[PATCH v4 5/5] sched/fair: Take into account runnable_avg to classify group

From: Vincent Guittot
Date: Fri Feb 21 2020 - 08:27:48 EST


Take into account the new runnable_avg signal to classify a group and to
mitigate the volatility of util_avg in face of intensive migration or
new task with random utilization.

Signed-off-by: Vincent Guittot <vincent.guittot@xxxxxxxxxx>
Reviewed-by: "Dietmar Eggemann <dietmar.eggemann@xxxxxxx>"
---
kernel/sched/fair.c | 31 ++++++++++++++++++++++++++++++-
1 file changed, 30 insertions(+), 1 deletion(-)
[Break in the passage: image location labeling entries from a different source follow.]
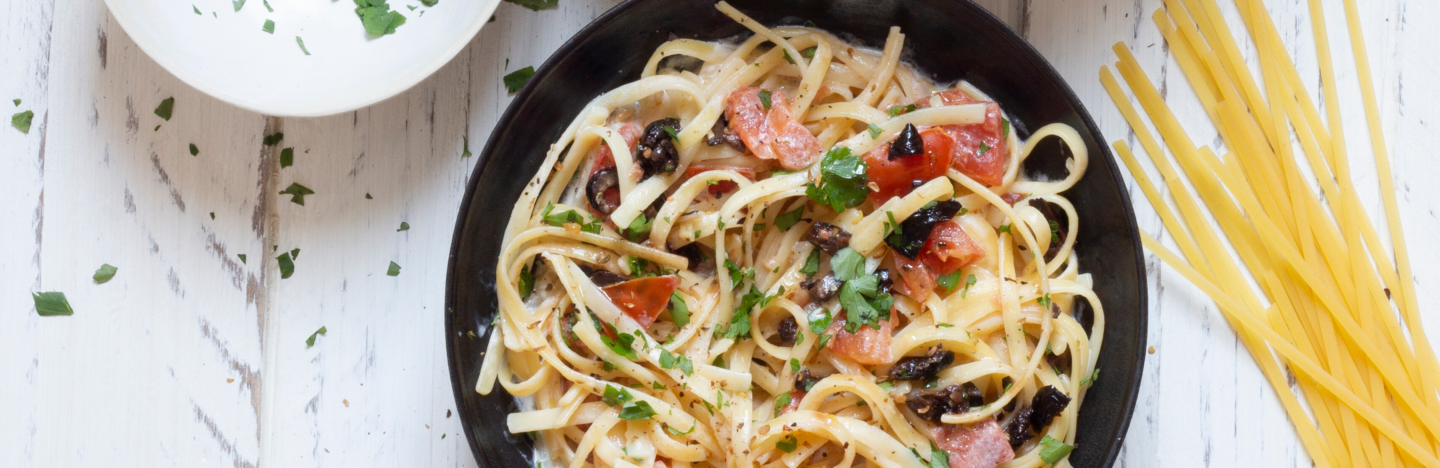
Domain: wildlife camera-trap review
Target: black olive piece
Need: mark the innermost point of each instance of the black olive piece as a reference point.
(922, 367)
(788, 330)
(602, 182)
(1060, 228)
(886, 281)
(804, 380)
(657, 151)
(971, 393)
(828, 238)
(916, 229)
(602, 277)
(691, 252)
(822, 288)
(1047, 403)
(907, 143)
(1018, 428)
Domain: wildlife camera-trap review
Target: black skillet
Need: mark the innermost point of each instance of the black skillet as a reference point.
(945, 38)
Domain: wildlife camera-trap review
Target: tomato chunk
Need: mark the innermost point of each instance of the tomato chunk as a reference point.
(949, 248)
(771, 131)
(975, 445)
(866, 346)
(642, 298)
(897, 177)
(984, 163)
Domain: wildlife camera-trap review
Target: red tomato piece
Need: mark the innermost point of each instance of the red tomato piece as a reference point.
(897, 177)
(642, 298)
(771, 133)
(866, 346)
(949, 248)
(975, 445)
(916, 280)
(748, 166)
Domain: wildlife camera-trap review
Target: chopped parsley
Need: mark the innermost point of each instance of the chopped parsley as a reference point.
(287, 265)
(519, 78)
(1053, 451)
(788, 221)
(678, 311)
(166, 108)
(786, 444)
(52, 303)
(527, 282)
(897, 110)
(536, 5)
(811, 264)
(843, 180)
(847, 264)
(104, 274)
(311, 340)
(670, 360)
(969, 282)
(297, 193)
(949, 281)
(378, 18)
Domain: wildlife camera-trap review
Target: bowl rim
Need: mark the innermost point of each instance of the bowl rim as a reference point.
(396, 88)
(1131, 390)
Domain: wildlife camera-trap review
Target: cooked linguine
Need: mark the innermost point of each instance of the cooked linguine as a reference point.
(794, 252)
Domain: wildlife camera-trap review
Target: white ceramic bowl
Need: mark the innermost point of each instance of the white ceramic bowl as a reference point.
(226, 55)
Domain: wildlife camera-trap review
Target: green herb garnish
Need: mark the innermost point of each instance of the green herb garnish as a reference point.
(843, 180)
(297, 193)
(311, 340)
(52, 303)
(166, 108)
(104, 272)
(519, 78)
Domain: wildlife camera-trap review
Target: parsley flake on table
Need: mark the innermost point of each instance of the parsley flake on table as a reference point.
(311, 340)
(287, 265)
(22, 121)
(843, 180)
(166, 108)
(378, 18)
(519, 78)
(297, 193)
(536, 5)
(104, 272)
(52, 303)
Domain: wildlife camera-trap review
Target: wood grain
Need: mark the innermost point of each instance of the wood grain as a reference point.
(141, 373)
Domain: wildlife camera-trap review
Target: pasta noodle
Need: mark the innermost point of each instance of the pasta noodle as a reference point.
(1331, 300)
(789, 251)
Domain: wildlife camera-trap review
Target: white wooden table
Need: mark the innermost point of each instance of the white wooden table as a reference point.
(192, 357)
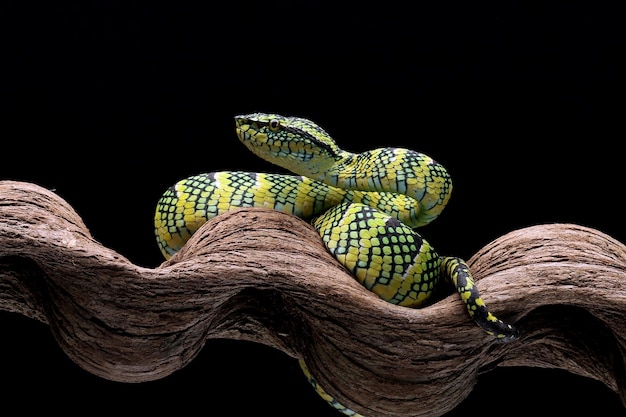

diff --git a/kernel/sched/fair.c b/kernel/sched/fair.c
index 608c26d59c46..ef96049a02c3 100644
--- a/kernel/sched/fair.c
+++ b/kernel/sched/fair.c
@@ -5449,6 +5449,24 @@ static unsigned long cpu_runnable(struct rq *rq)
return cfs_rq_runnable_avg(&rq->cfs);
}

+static unsigned long cpu_runnable_without(struct rq *rq, struct task_struct *p)
+{
+ struct cfs_rq *cfs_rq;
+ unsigned int runnable;
+
+ /* Task has no contribution or is new */
+ if (cpu_of(rq) != task_cpu(p) || !READ_ONCE(p->se.avg.last_update_time))
+ return cpu_runnable(rq);
+
+ cfs_rq = &rq->cfs;
+ runnable = READ_ONCE(cfs_rq->avg.runnable_avg);
+
+ /* Discount task's runnable from CPU's runnable */
+ lsub_positive(&runnable, p->se.avg.runnable_avg);
+
+ return runnable;
+}
+
static unsigned long capacity_of(int cpu)
{
return cpu_rq(cpu)->cpu_capacity;
@@ -7718,7 +7736,8 @@ struct sg_lb_stats {
unsigned long avg_load; /*Avg load across the CPUs of the group */
unsigned long group_load; /* Total load over the CPUs of the group */
unsigned long group_capacity;
- unsigned long group_util; /* Total utilization of the group */
+ unsigned long group_util; /* Total utilization over the CPUs of the group */
+ unsigned long group_runnable; /* Total runnable time over the CPUs of the group */
unsigned int sum_nr_running; /* Nr of tasks running in the group */
unsigned int sum_h_nr_running; /* Nr of CFS tasks running in the group */
unsigned int idle_cpus;
@@ -7939,6 +7958,10 @@ group_has_capacity(unsigned int imbalance_pct, struct sg_lb_stats *sgs)
if (sgs->sum_nr_running < sgs->group_weight)
return true;

+ if ((sgs->group_capacity * imbalance_pct) <
+ (sgs->group_runnable * 100))
+ return false;
+
if ((sgs->group_capacity * 100) >
(sgs->group_util * imbalance_pct))
return true;
@@ -7964,6 +7987,10 @@ group_is_overloaded(unsigned int imbalance_pct, struct sg_lb_stats *sgs)
(sgs->group_util * imbalance_pct))
return true;

+ if ((sgs->group_capacity * imbalance_pct) <
+ (sgs->group_runnable * 100))
+ return true;
+
return false;
}

@@ -8058,6 +8085,7 @@ static inline void update_sg_lb_stats(struct lb_env *env,

sgs->group_load += cpu_load(rq);
sgs->group_util += cpu_util(i);
+ sgs->group_runnable += cpu_runnable(rq);
sgs->sum_h_nr_running += rq->cfs.h_nr_running;

nr_running = rq->nr_running;
@@ -8333,6 +8361,7 @@ static inline void update_sg_wakeup_stats(struct sched_domain *sd,

sgs->group_load += cpu_load_without(rq, p);
sgs->group_util += cpu_util_without(i, p);
+ sgs->group_runnable += cpu_runnable_without(rq, p);
local = task_running_on_cpu(i, p);
sgs->sum_h_nr_running += rq->cfs.h_nr_running - local;

--
2.17.1